How to color voronoi according to a color scale ? And the area of each cell

Question

Is it possible to color the scipy.spatial.Voronoi diagram? I know it is.

But now my goal is to color each cell according to a color scale to represent a physical quantity.

As in the image below (PRL 107, 155704 (2011)):

And I would also like to know if it is possible to calculate the area of each cell, because it is a quantity that I would like to calculate

Answer 1

Color scale:

Actually the link you provide gives the code needed to colorize the Voronoi diagram. In order to assign each cell a color representing a physical quantity, you need to map the values of this physical quantity to a normalized colormap using the method shown in Map values to colors in matplotlib.

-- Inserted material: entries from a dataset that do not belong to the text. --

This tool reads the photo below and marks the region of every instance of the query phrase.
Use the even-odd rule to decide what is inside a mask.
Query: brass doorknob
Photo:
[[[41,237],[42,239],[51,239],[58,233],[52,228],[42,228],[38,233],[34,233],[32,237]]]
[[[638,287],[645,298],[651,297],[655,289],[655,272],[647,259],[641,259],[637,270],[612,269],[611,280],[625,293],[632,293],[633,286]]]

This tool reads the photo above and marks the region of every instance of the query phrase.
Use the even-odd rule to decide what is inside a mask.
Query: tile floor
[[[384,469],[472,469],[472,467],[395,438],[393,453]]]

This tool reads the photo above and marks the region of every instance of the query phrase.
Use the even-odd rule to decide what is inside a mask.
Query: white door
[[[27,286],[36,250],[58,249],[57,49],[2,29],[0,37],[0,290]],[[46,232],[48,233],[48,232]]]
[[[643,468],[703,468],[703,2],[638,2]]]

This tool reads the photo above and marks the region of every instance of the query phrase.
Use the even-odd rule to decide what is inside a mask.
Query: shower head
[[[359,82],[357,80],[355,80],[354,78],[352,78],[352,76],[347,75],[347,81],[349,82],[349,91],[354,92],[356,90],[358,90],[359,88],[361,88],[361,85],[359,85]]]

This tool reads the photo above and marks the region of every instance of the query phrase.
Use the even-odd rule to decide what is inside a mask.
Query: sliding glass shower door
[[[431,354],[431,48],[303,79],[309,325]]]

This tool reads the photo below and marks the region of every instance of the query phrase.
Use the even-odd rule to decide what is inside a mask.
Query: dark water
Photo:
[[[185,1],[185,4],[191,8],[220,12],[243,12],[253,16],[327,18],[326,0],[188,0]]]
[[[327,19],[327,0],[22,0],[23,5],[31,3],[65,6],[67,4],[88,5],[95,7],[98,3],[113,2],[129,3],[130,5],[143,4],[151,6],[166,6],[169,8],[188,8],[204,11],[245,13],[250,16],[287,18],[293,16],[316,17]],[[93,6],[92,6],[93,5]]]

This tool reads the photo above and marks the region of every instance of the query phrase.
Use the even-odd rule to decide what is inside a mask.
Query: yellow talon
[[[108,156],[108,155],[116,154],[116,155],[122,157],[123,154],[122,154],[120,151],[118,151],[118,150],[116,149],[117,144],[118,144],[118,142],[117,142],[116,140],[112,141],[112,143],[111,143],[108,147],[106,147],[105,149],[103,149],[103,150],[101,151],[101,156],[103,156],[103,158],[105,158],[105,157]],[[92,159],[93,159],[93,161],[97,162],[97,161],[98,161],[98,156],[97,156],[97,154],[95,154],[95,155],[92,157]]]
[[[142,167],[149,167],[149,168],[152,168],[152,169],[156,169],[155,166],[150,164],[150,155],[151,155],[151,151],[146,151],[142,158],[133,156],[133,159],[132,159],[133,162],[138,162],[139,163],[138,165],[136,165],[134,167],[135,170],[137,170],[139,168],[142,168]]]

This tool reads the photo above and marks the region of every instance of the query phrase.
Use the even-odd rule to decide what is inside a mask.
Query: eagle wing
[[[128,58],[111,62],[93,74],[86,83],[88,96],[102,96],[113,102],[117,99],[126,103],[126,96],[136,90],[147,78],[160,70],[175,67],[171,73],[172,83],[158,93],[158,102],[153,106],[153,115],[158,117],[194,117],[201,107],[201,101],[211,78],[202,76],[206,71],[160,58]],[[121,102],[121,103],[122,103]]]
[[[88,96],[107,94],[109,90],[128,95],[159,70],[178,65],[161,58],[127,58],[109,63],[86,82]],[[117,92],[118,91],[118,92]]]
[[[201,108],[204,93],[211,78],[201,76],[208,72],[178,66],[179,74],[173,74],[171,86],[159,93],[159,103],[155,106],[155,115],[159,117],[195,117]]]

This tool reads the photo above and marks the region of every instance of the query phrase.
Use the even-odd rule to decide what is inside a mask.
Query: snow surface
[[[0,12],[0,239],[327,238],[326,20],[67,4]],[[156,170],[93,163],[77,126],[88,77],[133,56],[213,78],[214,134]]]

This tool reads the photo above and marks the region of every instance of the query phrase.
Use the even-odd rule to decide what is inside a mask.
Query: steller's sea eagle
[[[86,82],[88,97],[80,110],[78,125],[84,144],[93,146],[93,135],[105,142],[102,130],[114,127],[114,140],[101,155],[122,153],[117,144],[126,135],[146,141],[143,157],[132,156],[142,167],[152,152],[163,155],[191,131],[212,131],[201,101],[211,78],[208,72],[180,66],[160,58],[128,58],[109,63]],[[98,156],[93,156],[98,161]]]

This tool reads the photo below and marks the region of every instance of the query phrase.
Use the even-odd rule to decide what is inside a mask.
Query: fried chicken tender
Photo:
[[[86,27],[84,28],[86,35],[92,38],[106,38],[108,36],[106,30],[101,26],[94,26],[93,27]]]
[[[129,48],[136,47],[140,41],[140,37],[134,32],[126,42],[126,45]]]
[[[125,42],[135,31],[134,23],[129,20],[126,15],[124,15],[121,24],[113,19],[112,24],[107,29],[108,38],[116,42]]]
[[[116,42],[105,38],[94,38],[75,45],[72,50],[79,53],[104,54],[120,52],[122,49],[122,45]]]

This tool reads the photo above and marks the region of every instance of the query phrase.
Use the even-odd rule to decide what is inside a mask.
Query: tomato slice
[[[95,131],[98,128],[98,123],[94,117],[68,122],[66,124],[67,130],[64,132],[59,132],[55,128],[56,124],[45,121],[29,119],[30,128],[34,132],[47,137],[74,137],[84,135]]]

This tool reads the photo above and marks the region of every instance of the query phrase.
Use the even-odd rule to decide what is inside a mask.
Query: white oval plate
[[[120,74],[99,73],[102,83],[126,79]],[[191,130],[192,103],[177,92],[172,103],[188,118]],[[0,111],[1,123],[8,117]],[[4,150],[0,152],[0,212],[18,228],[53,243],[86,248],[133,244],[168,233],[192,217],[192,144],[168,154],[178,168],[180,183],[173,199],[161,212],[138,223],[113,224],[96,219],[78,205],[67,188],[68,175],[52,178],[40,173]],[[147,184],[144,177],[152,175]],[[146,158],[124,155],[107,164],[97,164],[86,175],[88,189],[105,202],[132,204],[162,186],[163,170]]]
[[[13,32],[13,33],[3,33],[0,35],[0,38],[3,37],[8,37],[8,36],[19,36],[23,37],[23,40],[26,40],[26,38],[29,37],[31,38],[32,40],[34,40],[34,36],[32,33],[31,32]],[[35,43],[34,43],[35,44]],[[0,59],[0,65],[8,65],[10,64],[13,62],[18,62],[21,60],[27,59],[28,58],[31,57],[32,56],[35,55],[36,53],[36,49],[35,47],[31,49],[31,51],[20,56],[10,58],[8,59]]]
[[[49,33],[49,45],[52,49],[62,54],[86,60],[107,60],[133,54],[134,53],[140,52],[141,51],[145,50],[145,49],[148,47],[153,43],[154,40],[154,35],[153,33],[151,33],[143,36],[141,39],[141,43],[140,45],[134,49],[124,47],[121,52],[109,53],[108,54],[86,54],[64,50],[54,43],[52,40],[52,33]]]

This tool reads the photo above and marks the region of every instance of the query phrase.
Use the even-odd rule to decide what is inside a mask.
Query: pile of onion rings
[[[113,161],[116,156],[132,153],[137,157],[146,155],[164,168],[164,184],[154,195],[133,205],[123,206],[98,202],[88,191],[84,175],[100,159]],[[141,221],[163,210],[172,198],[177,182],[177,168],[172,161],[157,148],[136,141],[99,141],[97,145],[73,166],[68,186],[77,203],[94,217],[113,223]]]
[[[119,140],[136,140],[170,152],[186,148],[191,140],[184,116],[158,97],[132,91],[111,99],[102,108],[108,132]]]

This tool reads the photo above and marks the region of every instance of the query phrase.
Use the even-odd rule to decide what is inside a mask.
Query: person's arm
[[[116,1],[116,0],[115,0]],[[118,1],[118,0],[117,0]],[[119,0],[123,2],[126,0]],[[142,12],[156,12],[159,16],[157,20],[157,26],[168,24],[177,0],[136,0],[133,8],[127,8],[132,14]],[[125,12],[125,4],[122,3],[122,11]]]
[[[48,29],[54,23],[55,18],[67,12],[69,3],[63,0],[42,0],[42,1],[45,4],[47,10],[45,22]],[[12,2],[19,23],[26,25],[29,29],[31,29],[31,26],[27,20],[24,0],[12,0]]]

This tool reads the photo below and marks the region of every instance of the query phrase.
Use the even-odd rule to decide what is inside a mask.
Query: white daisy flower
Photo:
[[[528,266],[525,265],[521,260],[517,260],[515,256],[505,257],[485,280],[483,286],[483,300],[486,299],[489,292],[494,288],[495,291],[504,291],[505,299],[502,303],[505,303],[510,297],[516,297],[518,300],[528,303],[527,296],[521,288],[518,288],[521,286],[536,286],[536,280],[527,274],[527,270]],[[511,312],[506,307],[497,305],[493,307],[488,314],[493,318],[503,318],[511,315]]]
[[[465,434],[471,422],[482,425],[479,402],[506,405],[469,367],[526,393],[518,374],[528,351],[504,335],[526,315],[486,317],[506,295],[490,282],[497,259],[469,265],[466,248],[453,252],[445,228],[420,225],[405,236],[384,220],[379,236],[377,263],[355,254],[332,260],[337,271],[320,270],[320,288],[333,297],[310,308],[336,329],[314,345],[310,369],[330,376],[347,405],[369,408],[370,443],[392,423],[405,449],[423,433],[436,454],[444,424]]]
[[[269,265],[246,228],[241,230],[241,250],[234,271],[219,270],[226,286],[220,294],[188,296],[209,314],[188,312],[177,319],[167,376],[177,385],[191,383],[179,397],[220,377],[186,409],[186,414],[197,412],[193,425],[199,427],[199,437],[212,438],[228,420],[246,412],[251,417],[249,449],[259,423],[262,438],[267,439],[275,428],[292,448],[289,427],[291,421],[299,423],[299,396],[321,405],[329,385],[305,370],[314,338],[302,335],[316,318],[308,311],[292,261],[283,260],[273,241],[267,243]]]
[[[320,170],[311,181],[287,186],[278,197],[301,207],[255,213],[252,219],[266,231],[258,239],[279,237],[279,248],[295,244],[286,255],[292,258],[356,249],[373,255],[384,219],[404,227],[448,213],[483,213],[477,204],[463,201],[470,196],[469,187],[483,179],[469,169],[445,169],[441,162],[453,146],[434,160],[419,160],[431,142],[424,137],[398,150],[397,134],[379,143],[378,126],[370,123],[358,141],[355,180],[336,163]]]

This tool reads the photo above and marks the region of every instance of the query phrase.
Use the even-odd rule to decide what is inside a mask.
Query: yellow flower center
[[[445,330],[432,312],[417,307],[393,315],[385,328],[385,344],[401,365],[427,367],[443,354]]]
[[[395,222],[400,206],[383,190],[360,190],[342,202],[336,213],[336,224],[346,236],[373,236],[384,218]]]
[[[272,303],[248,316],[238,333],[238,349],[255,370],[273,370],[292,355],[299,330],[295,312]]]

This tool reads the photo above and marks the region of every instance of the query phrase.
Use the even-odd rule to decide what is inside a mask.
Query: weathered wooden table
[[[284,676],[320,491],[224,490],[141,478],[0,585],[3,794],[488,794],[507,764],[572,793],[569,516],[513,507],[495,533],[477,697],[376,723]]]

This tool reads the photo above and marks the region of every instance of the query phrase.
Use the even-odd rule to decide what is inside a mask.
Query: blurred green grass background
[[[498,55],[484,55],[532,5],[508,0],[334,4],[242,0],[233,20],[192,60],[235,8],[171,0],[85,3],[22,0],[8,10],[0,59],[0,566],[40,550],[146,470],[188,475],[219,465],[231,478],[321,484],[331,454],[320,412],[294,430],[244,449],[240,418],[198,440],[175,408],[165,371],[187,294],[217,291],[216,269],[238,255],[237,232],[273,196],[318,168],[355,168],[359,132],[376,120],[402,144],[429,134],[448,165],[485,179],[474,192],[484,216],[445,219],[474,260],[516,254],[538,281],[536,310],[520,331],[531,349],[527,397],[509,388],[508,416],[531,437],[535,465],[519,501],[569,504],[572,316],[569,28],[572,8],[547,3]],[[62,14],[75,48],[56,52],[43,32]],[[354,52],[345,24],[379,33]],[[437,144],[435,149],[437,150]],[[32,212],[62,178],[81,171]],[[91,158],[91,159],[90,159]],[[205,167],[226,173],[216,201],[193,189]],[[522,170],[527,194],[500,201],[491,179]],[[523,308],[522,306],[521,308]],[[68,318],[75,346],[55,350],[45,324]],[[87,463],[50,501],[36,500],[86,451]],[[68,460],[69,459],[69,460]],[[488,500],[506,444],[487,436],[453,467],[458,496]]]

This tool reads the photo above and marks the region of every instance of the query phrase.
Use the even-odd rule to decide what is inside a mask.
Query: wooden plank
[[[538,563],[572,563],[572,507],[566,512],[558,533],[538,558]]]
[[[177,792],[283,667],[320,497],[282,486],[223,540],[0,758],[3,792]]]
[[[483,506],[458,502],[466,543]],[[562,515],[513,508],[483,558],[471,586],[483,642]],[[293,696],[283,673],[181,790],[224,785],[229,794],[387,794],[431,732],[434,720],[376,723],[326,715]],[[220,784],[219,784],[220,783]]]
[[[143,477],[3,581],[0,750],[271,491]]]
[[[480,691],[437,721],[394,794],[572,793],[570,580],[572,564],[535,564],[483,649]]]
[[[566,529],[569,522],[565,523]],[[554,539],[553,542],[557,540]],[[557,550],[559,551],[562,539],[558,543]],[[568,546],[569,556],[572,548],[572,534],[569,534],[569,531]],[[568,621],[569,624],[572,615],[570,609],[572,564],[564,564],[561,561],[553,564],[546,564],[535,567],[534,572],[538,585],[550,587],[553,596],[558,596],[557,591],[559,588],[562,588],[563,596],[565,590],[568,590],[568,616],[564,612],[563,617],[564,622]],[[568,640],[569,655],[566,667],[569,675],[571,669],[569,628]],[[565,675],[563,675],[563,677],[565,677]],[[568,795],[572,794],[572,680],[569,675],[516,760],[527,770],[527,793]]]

For example, if I want to assign each cell a color corresponding to a quantity 'speed':

import numpy as np
import matplotlib as mpl
import matplotlib.cm as cm
import matplotlib.pyplot as plt
from scipy.spatial import Voronoi, voronoi_plot_2d

# generate data/speed values
points = np.random.uniform(size=[50, 2])
speed = np.random.uniform(low=0.0, high=5.0, size=50)

# generate Voronoi tessellation
vor = Voronoi(points)

# find min/max values for normalization
minima = min(speed)
maxima = max(speed)

# normalize chosen colormap
norm = mpl.colors.Normalize(vmin=minima, vmax=maxima, clip=True)
mapper = cm.ScalarMappable(norm=norm, cmap=cm.Blues_r)

# plot Voronoi diagram, and fill finite regions with color mapped from speed value
voronoi_plot_2d(vor, show_points=True, show_vertices=False, s=1)
for r in range(len(vor.point_region)):
    region = vor.regions[vor.point_region[r]]
    if not -1 in region:
        polygon = [vor.vertices[i] for i in region]
        plt.fill(*zip(*polygon), color=mapper.to_rgba(speed[r]))
plt.show()

Sample output:

)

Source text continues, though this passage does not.